I used one hot encoding for the nominal and ordinal features, as I wasn’t sure of what an appropriate order for the ‘CLIMATE.CATEGORY’ column values would be, even though I believed there was one. The baseline model reported an accuracy of 92.41% on the training set, and an accuracy of 79.63% on the testing set. While I believe the baseline model is good and fairly accurate, the ~12% difference makes me believe the model may have slightly overfit the training data.
Final Model
The first new feature I engineered was using an np.log transformer on the ‘CUSTOMERS.AFFECTED’ column.

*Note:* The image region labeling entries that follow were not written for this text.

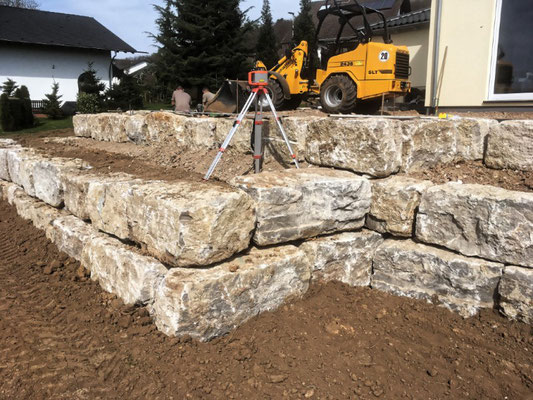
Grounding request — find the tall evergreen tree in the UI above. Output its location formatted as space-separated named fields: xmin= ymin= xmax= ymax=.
xmin=152 ymin=0 xmax=249 ymax=94
xmin=256 ymin=0 xmax=279 ymax=68
xmin=294 ymin=0 xmax=316 ymax=48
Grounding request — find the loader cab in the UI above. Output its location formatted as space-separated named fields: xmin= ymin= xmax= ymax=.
xmin=315 ymin=0 xmax=395 ymax=70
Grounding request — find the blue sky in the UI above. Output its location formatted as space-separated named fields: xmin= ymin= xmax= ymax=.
xmin=39 ymin=0 xmax=299 ymax=58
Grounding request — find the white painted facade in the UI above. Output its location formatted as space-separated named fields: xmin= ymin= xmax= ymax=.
xmin=0 ymin=43 xmax=112 ymax=102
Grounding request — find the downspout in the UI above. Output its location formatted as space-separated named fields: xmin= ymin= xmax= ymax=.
xmin=109 ymin=51 xmax=118 ymax=89
xmin=431 ymin=0 xmax=442 ymax=109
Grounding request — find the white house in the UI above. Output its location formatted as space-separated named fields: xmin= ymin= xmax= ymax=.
xmin=0 ymin=6 xmax=136 ymax=102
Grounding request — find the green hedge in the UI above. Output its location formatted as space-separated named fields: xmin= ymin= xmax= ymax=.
xmin=0 ymin=93 xmax=33 ymax=132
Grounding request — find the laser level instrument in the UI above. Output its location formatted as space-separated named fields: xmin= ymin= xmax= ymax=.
xmin=204 ymin=69 xmax=300 ymax=180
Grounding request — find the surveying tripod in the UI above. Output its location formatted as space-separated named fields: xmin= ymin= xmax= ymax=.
xmin=204 ymin=70 xmax=300 ymax=180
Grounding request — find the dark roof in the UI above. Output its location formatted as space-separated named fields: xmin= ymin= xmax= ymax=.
xmin=0 ymin=6 xmax=136 ymax=53
xmin=371 ymin=8 xmax=431 ymax=30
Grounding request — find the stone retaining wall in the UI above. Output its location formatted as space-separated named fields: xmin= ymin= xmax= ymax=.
xmin=74 ymin=112 xmax=533 ymax=178
xmin=0 ymin=140 xmax=533 ymax=340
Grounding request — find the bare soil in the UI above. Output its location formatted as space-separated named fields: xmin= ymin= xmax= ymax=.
xmin=408 ymin=161 xmax=533 ymax=192
xmin=10 ymin=129 xmax=300 ymax=184
xmin=11 ymin=129 xmax=533 ymax=192
xmin=0 ymin=198 xmax=533 ymax=400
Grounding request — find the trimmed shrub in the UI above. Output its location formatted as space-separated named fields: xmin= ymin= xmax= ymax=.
xmin=77 ymin=92 xmax=100 ymax=114
xmin=43 ymin=82 xmax=63 ymax=119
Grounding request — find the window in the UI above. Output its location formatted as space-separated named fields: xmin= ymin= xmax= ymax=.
xmin=489 ymin=0 xmax=533 ymax=101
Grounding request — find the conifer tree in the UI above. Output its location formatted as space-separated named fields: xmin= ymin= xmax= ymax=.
xmin=294 ymin=0 xmax=316 ymax=49
xmin=152 ymin=0 xmax=249 ymax=94
xmin=256 ymin=0 xmax=279 ymax=68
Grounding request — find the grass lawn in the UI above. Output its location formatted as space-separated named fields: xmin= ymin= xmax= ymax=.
xmin=0 ymin=117 xmax=72 ymax=134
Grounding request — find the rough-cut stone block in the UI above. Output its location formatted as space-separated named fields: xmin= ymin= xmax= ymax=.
xmin=231 ymin=168 xmax=371 ymax=246
xmin=366 ymin=176 xmax=433 ymax=237
xmin=300 ymin=230 xmax=383 ymax=286
xmin=72 ymin=114 xmax=91 ymax=137
xmin=46 ymin=215 xmax=103 ymax=261
xmin=416 ymin=183 xmax=533 ymax=267
xmin=401 ymin=120 xmax=457 ymax=172
xmin=4 ymin=184 xmax=65 ymax=230
xmin=0 ymin=139 xmax=19 ymax=181
xmin=152 ymin=246 xmax=311 ymax=340
xmin=87 ymin=179 xmax=255 ymax=266
xmin=61 ymin=170 xmax=135 ymax=220
xmin=33 ymin=158 xmax=89 ymax=207
xmin=454 ymin=118 xmax=498 ymax=160
xmin=305 ymin=118 xmax=402 ymax=177
xmin=485 ymin=120 xmax=533 ymax=171
xmin=498 ymin=266 xmax=533 ymax=324
xmin=371 ymin=240 xmax=503 ymax=316
xmin=7 ymin=148 xmax=43 ymax=197
xmin=81 ymin=236 xmax=167 ymax=304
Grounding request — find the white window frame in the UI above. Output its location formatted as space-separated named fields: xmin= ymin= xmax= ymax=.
xmin=488 ymin=0 xmax=533 ymax=101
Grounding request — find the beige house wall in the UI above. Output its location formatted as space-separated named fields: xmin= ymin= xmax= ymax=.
xmin=372 ymin=24 xmax=429 ymax=89
xmin=426 ymin=0 xmax=496 ymax=107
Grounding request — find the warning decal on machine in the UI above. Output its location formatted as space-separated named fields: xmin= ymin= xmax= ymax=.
xmin=379 ymin=50 xmax=390 ymax=62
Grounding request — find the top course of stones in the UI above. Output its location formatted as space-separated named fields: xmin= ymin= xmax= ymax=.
xmin=74 ymin=112 xmax=533 ymax=178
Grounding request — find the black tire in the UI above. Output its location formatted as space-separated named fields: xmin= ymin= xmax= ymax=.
xmin=263 ymin=79 xmax=285 ymax=111
xmin=320 ymin=75 xmax=357 ymax=114
xmin=283 ymin=94 xmax=303 ymax=110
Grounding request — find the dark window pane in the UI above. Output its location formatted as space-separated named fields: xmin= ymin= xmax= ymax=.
xmin=494 ymin=0 xmax=533 ymax=94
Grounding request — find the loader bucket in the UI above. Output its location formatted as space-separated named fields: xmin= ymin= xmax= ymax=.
xmin=204 ymin=80 xmax=249 ymax=113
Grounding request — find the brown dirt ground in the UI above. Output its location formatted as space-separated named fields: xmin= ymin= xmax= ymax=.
xmin=11 ymin=129 xmax=307 ymax=184
xmin=408 ymin=161 xmax=533 ymax=192
xmin=11 ymin=129 xmax=533 ymax=192
xmin=0 ymin=198 xmax=533 ymax=400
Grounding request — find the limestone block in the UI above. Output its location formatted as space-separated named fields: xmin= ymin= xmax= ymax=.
xmin=416 ymin=183 xmax=533 ymax=267
xmin=6 ymin=184 xmax=65 ymax=230
xmin=371 ymin=240 xmax=503 ymax=316
xmin=485 ymin=120 xmax=533 ymax=171
xmin=305 ymin=118 xmax=402 ymax=177
xmin=300 ymin=230 xmax=383 ymax=286
xmin=498 ymin=266 xmax=533 ymax=324
xmin=33 ymin=158 xmax=90 ymax=207
xmin=46 ymin=215 xmax=103 ymax=261
xmin=87 ymin=179 xmax=255 ymax=266
xmin=366 ymin=176 xmax=433 ymax=237
xmin=61 ymin=170 xmax=135 ymax=220
xmin=7 ymin=148 xmax=43 ymax=197
xmin=72 ymin=114 xmax=92 ymax=137
xmin=401 ymin=120 xmax=457 ymax=172
xmin=0 ymin=139 xmax=19 ymax=181
xmin=152 ymin=245 xmax=311 ymax=341
xmin=230 ymin=168 xmax=371 ymax=246
xmin=454 ymin=118 xmax=498 ymax=160
xmin=81 ymin=235 xmax=167 ymax=304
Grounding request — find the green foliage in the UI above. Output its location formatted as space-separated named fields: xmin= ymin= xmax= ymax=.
xmin=2 ymin=78 xmax=18 ymax=97
xmin=43 ymin=82 xmax=63 ymax=119
xmin=78 ymin=62 xmax=105 ymax=96
xmin=0 ymin=91 xmax=33 ymax=132
xmin=106 ymin=75 xmax=143 ymax=110
xmin=294 ymin=0 xmax=316 ymax=49
xmin=256 ymin=0 xmax=279 ymax=68
xmin=152 ymin=0 xmax=251 ymax=93
xmin=77 ymin=92 xmax=100 ymax=114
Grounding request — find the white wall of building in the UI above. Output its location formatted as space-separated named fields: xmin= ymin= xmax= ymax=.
xmin=0 ymin=43 xmax=111 ymax=101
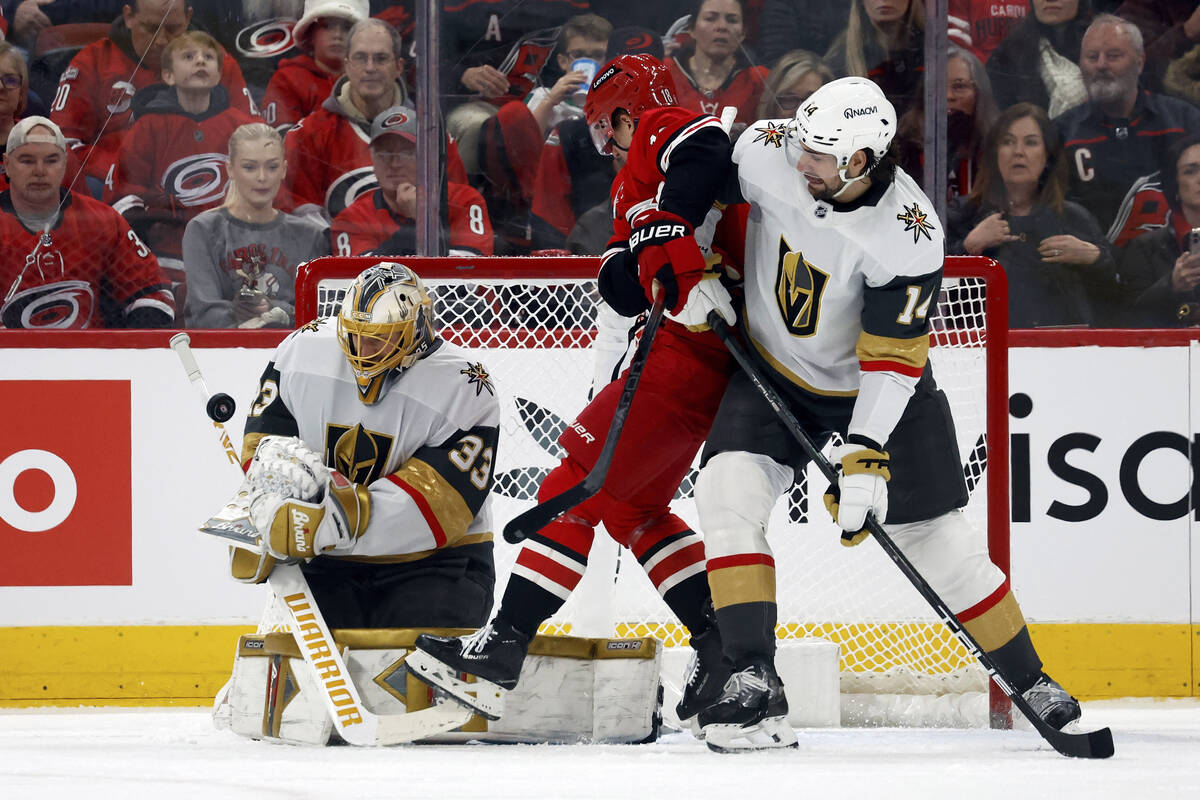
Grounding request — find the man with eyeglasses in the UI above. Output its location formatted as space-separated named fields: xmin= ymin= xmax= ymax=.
xmin=280 ymin=19 xmax=467 ymax=221
xmin=330 ymin=106 xmax=494 ymax=255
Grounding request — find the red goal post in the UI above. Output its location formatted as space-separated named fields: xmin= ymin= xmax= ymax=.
xmin=296 ymin=257 xmax=1009 ymax=724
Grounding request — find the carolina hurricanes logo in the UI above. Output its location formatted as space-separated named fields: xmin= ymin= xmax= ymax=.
xmin=235 ymin=17 xmax=295 ymax=59
xmin=325 ymin=167 xmax=379 ymax=217
xmin=162 ymin=152 xmax=229 ymax=206
xmin=0 ymin=281 xmax=96 ymax=329
xmin=104 ymin=80 xmax=136 ymax=114
xmin=379 ymin=112 xmax=408 ymax=131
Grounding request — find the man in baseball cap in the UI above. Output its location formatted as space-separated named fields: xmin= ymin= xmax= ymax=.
xmin=330 ymin=106 xmax=494 ymax=255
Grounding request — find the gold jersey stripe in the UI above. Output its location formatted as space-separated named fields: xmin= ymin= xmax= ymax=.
xmin=962 ymin=591 xmax=1025 ymax=652
xmin=391 ymin=458 xmax=475 ymax=547
xmin=854 ymin=331 xmax=929 ymax=369
xmin=708 ymin=564 xmax=775 ymax=608
xmin=333 ymin=531 xmax=494 ymax=564
xmin=748 ymin=335 xmax=858 ymax=397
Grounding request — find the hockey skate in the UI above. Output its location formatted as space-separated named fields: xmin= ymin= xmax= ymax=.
xmin=676 ymin=627 xmax=732 ymax=738
xmin=404 ymin=620 xmax=529 ymax=720
xmin=1021 ymin=673 xmax=1082 ymax=730
xmin=698 ymin=661 xmax=797 ymax=753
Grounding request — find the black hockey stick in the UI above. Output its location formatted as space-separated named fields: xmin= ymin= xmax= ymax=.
xmin=504 ymin=293 xmax=665 ymax=545
xmin=708 ymin=312 xmax=1112 ymax=758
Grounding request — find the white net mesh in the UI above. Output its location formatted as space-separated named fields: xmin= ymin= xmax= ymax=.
xmin=301 ymin=259 xmax=1007 ymax=722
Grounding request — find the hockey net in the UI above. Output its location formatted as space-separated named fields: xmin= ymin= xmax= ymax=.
xmin=296 ymin=257 xmax=1008 ymax=726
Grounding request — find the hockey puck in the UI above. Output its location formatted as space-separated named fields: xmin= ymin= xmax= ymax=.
xmin=204 ymin=392 xmax=236 ymax=422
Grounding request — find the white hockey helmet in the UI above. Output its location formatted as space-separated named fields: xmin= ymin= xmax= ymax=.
xmin=337 ymin=261 xmax=434 ymax=404
xmin=786 ymin=77 xmax=896 ymax=184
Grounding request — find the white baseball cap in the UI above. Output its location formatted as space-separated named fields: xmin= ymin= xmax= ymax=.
xmin=292 ymin=0 xmax=371 ymax=42
xmin=5 ymin=116 xmax=67 ymax=155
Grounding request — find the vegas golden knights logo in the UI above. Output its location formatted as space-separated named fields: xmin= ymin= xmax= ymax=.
xmin=325 ymin=423 xmax=391 ymax=483
xmin=775 ymin=236 xmax=829 ymax=337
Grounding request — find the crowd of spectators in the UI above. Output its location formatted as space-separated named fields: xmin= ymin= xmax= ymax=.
xmin=0 ymin=0 xmax=1200 ymax=327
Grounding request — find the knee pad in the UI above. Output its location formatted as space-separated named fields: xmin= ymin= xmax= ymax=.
xmin=696 ymin=451 xmax=793 ymax=559
xmin=884 ymin=510 xmax=1004 ymax=614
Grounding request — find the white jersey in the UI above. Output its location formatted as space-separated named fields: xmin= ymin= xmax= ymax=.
xmin=733 ymin=120 xmax=944 ymax=444
xmin=242 ymin=320 xmax=499 ymax=561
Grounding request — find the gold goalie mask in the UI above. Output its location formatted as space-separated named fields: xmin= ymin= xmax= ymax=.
xmin=337 ymin=261 xmax=434 ymax=405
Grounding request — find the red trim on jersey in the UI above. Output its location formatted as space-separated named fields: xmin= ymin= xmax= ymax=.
xmin=647 ymin=541 xmax=704 ymax=587
xmin=858 ymin=361 xmax=925 ymax=378
xmin=517 ymin=547 xmax=583 ymax=591
xmin=388 ymin=475 xmax=446 ymax=547
xmin=708 ymin=553 xmax=775 ymax=572
xmin=958 ymin=578 xmax=1012 ymax=624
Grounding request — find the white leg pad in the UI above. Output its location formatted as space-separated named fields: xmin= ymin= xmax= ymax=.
xmin=220 ymin=630 xmax=662 ymax=745
xmin=696 ymin=451 xmax=793 ymax=559
xmin=884 ymin=510 xmax=1004 ymax=614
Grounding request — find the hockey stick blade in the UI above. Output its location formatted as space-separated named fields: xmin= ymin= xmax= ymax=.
xmin=708 ymin=312 xmax=1114 ymax=758
xmin=504 ymin=294 xmax=664 ymax=545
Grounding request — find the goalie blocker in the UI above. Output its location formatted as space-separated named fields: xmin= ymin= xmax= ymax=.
xmin=215 ymin=628 xmax=662 ymax=745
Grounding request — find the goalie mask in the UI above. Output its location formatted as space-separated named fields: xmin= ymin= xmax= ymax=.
xmin=583 ymin=53 xmax=678 ymax=156
xmin=785 ymin=77 xmax=896 ymax=193
xmin=337 ymin=261 xmax=434 ymax=404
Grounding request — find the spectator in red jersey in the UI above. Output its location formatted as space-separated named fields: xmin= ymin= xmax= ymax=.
xmin=330 ymin=106 xmax=494 ymax=255
xmin=947 ymin=103 xmax=1116 ymax=327
xmin=184 ymin=122 xmax=329 ymax=329
xmin=1116 ymin=0 xmax=1200 ymax=91
xmin=50 ymin=0 xmax=257 ymax=190
xmin=755 ymin=50 xmax=834 ymax=120
xmin=947 ymin=0 xmax=1030 ymax=61
xmin=114 ymin=31 xmax=257 ymax=301
xmin=824 ymin=0 xmax=925 ymax=116
xmin=0 ymin=116 xmax=175 ymax=329
xmin=896 ymin=44 xmax=1000 ymax=199
xmin=263 ymin=0 xmax=367 ymax=132
xmin=988 ymin=0 xmax=1094 ymax=119
xmin=280 ymin=19 xmax=429 ymax=219
xmin=665 ymin=0 xmax=767 ymax=127
xmin=1121 ymin=133 xmax=1200 ymax=327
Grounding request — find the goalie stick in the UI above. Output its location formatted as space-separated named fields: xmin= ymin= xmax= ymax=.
xmin=170 ymin=333 xmax=472 ymax=746
xmin=708 ymin=312 xmax=1114 ymax=758
xmin=504 ymin=291 xmax=666 ymax=545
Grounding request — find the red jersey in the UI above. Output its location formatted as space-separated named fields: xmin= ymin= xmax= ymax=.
xmin=50 ymin=19 xmax=258 ymax=188
xmin=0 ymin=190 xmax=175 ymax=329
xmin=115 ymin=84 xmax=259 ymax=258
xmin=276 ymin=77 xmax=467 ymax=219
xmin=329 ymin=184 xmax=494 ymax=255
xmin=662 ymin=59 xmax=770 ymax=125
xmin=263 ymin=55 xmax=341 ymax=128
xmin=947 ymin=0 xmax=1030 ymax=61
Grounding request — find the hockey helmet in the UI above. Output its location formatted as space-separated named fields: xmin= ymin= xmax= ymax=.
xmin=583 ymin=53 xmax=678 ymax=156
xmin=337 ymin=261 xmax=434 ymax=405
xmin=786 ymin=77 xmax=896 ymax=184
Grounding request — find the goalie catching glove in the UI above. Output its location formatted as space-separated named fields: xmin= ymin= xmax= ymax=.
xmin=824 ymin=443 xmax=892 ymax=547
xmin=629 ymin=207 xmax=705 ymax=315
xmin=246 ymin=437 xmax=371 ymax=560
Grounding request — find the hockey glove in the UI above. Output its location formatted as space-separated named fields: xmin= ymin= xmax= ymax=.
xmin=245 ymin=437 xmax=329 ymax=500
xmin=667 ymin=272 xmax=737 ymax=331
xmin=824 ymin=443 xmax=892 ymax=547
xmin=629 ymin=209 xmax=708 ymax=313
xmin=250 ymin=473 xmax=371 ymax=559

This was because I believed outliers on the data could skew the model, whereas, after a certain point, a lot of customers affected is still a lot of customers even if there is a value significantly higher - as such, I used this log transformation to dampen the effect of outliers and large values. I also applied a Quantile Transformer to the ‘RES.SALES’, ‘COM.SALES’, ‘IND.SALES’, ‘RES.CUSTOMERS’, ‘COM.CUSTOMERS’, ‘IND.CUSTOMERS’ - as all these values are statewise, I felt it was much important to know where these values were relative to each other, which a quantile transformer would allow me to access.
I also decided to change my model to Random Forest model, as I believed it would be more robust to overfitting. I used a GridSearchCV to find the best hyperparameters, which in turn used k-fold cross-validation to find the best hyperparameters of maximum tree search depth and the number of trees in the forest. Out of the possible hyperparameter values I tested, the best ones ended up being a maximum depth of 22, and the number of trees as a 100. The final model had a 100% accuracy on the training set, a significant improvement, and a 81.94% accuracy on the testing set, a marginal improvement.
Fairness Analysis
I decided to test the fairness of my model on relatively wealthier states, vs. less wealthy states, measured by relative per capita real GDP, or the column PC.REALGSP.REL, which relates a state’s per capita real GDP to the U.S. per capita real GDP. I set a threshold of 1, which are states whose per capita GSP is the same as the U.S. per capita GSP, with states less than this threshold considered to have less relative GDP, and states more than this threshold to have more relative GDP. Since this is a multiclassifier without any notable class imbalance, I decided to use accuracy as my measure of fairness.
Null Hypothesis: The model is fair. Its accuracy for states with less relative GDP and states with more relative GDP are the same, and any differences are due to random chance.
Alternative Hypothesis: Our model is unfair. Its accuracy for states with more relative GDP is higher than for states with more relative GDP.
Test Statistic: Accuracy
Significance Level: 0.05
The resulting p-value was 1.0. Since the p-value is higher than a significance value of 0.05, we fail to reject the null hypothesis.